The Malagasy who practice famadihana believe that this is an important rite of passage because it honors their ancestors to whom they feel they owe a debt of gratitude. They do not ascribe to the Judeo-Christian belief that man comes from mud. For them, human beings come from the body, and the boundary between life and death is fluid, thus famadihana facilitates spirit travel back and forth across the void.

What makes this custom strange to most Jews, Muslims and even Christians, is the fact that the Malagasy remove and handle the bodies. In Judaism and Islam dead bodies are unclean, and after burial more so and thus should not be touch. In all three faiths the act of removing a dead body from its final resting place is considered desecration.

But every society has its own customs, for instance in India, the Hindus and Buddhist have their unique ceremonial practices in preparing loved ones for their transition.

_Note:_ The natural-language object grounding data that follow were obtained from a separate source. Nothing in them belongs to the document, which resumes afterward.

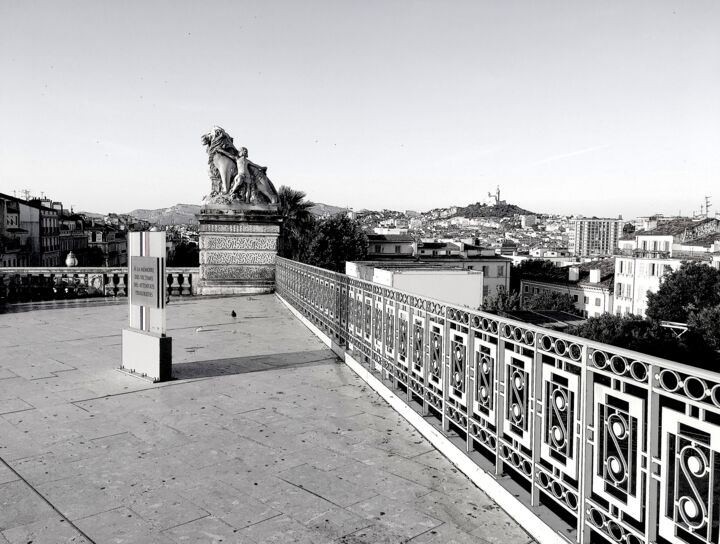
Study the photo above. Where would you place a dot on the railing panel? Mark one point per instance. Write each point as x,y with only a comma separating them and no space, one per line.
619,446
41,283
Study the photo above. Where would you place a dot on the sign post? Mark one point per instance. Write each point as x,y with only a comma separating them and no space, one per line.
146,349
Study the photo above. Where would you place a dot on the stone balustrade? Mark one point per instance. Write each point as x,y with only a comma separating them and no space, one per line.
41,283
599,443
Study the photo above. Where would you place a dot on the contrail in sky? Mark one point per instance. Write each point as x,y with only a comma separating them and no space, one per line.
571,154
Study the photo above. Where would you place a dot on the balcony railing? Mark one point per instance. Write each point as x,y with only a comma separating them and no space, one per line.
601,443
38,283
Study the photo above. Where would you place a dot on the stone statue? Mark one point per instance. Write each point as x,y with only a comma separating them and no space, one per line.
234,178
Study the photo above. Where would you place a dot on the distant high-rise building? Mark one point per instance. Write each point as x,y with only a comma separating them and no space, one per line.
594,237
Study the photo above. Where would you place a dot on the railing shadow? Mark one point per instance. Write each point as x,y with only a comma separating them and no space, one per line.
257,363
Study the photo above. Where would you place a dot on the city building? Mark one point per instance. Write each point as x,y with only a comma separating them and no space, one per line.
454,285
110,241
495,270
589,284
635,276
73,237
384,246
49,232
594,237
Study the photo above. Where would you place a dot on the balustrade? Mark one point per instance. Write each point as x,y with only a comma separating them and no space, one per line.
37,284
605,443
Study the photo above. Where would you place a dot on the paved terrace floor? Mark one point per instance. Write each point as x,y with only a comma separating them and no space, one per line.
264,437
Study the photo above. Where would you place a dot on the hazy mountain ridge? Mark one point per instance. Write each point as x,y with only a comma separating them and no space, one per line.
178,214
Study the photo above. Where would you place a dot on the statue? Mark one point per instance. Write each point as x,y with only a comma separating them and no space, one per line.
234,178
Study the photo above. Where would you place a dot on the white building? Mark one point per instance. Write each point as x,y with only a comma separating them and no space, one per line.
439,278
590,285
594,237
634,277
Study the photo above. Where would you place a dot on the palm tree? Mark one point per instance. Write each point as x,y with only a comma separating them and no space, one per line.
297,222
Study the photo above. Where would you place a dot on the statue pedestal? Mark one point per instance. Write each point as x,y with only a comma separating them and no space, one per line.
238,245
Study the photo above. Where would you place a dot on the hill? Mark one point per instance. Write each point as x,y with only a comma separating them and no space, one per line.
497,210
324,210
174,215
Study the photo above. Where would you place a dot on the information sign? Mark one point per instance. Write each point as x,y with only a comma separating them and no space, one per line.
145,281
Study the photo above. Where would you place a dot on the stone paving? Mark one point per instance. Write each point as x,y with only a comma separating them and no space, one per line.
264,437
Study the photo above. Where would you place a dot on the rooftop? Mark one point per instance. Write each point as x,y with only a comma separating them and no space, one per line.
561,274
263,437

“In Hinduism, immediately after the death, family members close the mouth and eyes of the deceased, and put the arms straight. Minimal contact with the body is observed because the body is believed to be impure. Then, the body is placed on the floor with the feet pointing towards the south which is the direction of the dead. An oil lamp is lit and placed near the body during a three day wake.

Hindus believe that once the soul sheds the body it prepares to depart immediately on its karmic journey. Because of this, it's very important to cremate the body as soon as practicable so there is no allure for the soul to linger this side of the world.

For this reason, both Buddhists and Hindus cremate the bodies immediately, preferably on the riverbank of the Ganges, the holiest place on earth for both faiths. The Buddhists prefer immediate dispersal of the ashes over the river, while the Hindus collect the ashes in an urn for disposal in a special year-end ceremony.” (Source: Webhealing & Wikipedia)

But, in Madagascar, this small, island nation off the coast of East Africa, after three days of raucous dancing and eating, the conversations with the corpses conclude, and the families prepare to return the bodies to the crypts. Carefully caressing and redressing the bodies; they bid adieu to their relatives, with the assurance that they will be reunited soon.